Wie viele Menschen ist Martin zurzeit hauptsächlich zu Hause. Er spricht von einem Motivationstief. Seit Anfang November und der erneuten Schließung des Viper Rooms sei er in eine Art «Tiefschlaf» gefallen. Die Ungewissheit und das «Nichtstun» beanspruchen die Psyche. Was fehlt, ist ein Grund, morgens aufzustehen. Nachtlokale sind Lockdown-bedingt die ersten, die schließen müssen, und die letzten, die wieder öffnen dürfen. Von neuen Regelungen erfährt auch Martin meistens erst wenige Tage zuvor über die Medien. Mit den Clubbesitzer_innen werde umgegangen, als wären sie «super flexibel». Im Lockdown gibt es für Martin keine Alternativen, wie etwa in der Gastronomie, die ihre Speisen zum Abholen oder Liefern anbieten kann. Er hat zu 100 Prozent geschlossen. Getränke, die er im Herbst noch gekauft hat, hofft er, über Facebook an seine Community verscherbeln zu können, um sie so zumindest vor dem Ablaufen zu bewahren. Falls im kommenden Sommer unter strengen Corona-Auflagen wieder geöffnet werden darf, sei das aber auch nur wieder sinnvoll, wenn die staatlichen Unterstützungen dann noch zur Verfügung stehen. Kosten­tragendes Arbeiten sei ansonsten nicht möglich. «Wir hatten 2020 beinahe mehr geschlossen als geöffnet, das ist eine Katastrophe», sagt Martin. Er fühlt sich unbeachtet, es werde medial zu wenig über die Lage der Kulturszene gesprochen.

Wettkampf ums Überleben.

Einen Lichtblick bieten neue Förderungen für den Erhalt der Clubkultur, die von der Stadt Wien vergeben werden. Insgesamt handelt es sich dabei um 3 Millionen Euro. Eine Jury entscheidet, wer den Zuschuss von maximal 30.000 Euro pro Nachtlokal erhält. Es ist eine Art Wettbewerb. Nur wer ein überzeugendes, Corona-konformes Veranstaltungskonzept, bestehend aus Live-Auftritten, und gute Argumente dafür aufbringen kann, erhält einen Zuschuss von 90 Prozent für sein Programm und somit für die Bezahlung von Künstler_innen, Personal, Material etc. Die Bewertung erfolgt von der Wirtschaftsagentur Wien in Zusammenarbeit mit Expert_innen der Wiener Musikszene, die nach einem «umgekehrten Schulnotensystem» beurteilen. Mindestens 30 Prozent der möglichen Punkte werden benötigt. Wichtig sei dabei, dass der Plan «zur Stärkung der Wiener Clubkultur in der Corona-Krise» beiträgt. Ab dem Erhalt eines positiven Bescheids gelten die Programmförderungen dann für ein Jahr. Bauliche Maßnahmen, die aufgrund der Pandemie seit März 2020 fällig waren, können ebenfalls erstattet werden. Von November 2020 bis Juni 2021 haben Musikclubs, die sich in Wien befinden und mindestens ein Jahr alt sind, die Möglichkeit, ihre Teilnahme einzureichen. Auch Martin wird sein Glück damit versuchen. Doch fix ist dabei eben noch nix.

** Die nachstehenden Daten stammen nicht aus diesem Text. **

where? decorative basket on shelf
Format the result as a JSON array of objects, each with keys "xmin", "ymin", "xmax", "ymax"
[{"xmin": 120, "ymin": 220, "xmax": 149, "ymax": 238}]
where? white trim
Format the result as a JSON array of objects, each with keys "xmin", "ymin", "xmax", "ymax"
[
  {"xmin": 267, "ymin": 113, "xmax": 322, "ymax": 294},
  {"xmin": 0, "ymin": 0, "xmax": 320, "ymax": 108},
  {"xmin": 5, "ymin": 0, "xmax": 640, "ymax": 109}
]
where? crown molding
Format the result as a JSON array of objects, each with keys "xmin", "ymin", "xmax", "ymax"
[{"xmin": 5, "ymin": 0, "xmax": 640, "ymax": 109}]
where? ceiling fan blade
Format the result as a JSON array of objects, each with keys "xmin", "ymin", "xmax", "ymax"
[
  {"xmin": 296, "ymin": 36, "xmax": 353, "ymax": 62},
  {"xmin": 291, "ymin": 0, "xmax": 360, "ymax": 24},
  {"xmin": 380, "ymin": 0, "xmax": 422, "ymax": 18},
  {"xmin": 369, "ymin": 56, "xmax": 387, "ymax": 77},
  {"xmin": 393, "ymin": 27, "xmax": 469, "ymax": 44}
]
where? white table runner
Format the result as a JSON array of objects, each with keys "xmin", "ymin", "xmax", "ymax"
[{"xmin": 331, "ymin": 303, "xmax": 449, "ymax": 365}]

Sozial in unsozialen Zeiten.

«Ohne seine Community gäbe es den Viper Room wahrscheinlich nicht mehr», erklärt Martin. Eine Spendenaktion im Frühjahr bewahrte den Viper Room vor dem vorzeitigen Untergang. Treue Gäste haben gemeinsam viel Geld zusammengelegt, um ihren Lieblingsclub auch nach der Pandemie wieder besuchen zu können. 32.000 Euro wurden letztendlich an den Viper Room ausbezahlt. Doch auch das ist irgendwann aufgebraucht. Nur sehr ungern würde er erneut einen Spendenaufruf starten müssen. Die Zeit im ersten Lockdown hat Martin mit seinen Mitarbeiter_innen und wenigen finanziellen Mitteln genutzt, um den Viper Room in neuem Glanz erstrahlen zu lassen. Die Arbeit hat nicht nur für neue, saubere Wände und Sitzbänke gesorgt, sondern vor allem auch für Zusammenhalt untereinander. Wann der Viper Room wieder unter annehmbaren Bedingungen öffnen kann, ist derzeit nicht absehbar. Im vergangenen Oktober rechnete Martin noch ab Herbst/Winter 2021 wieder mit «Normalbetrieb», heute ist er da nicht mehr ganz so optimistisch. «Unsere Eventbranche stirbt!», steht groß auf einem roten Plakat der Initative «ohne-uns» am Eingang zum Viper Room. Es ist ein Hilfeschrei. Was Nachtlokale und das Coronavirus gemeinsam haben? Sie schweben beide in der Luft.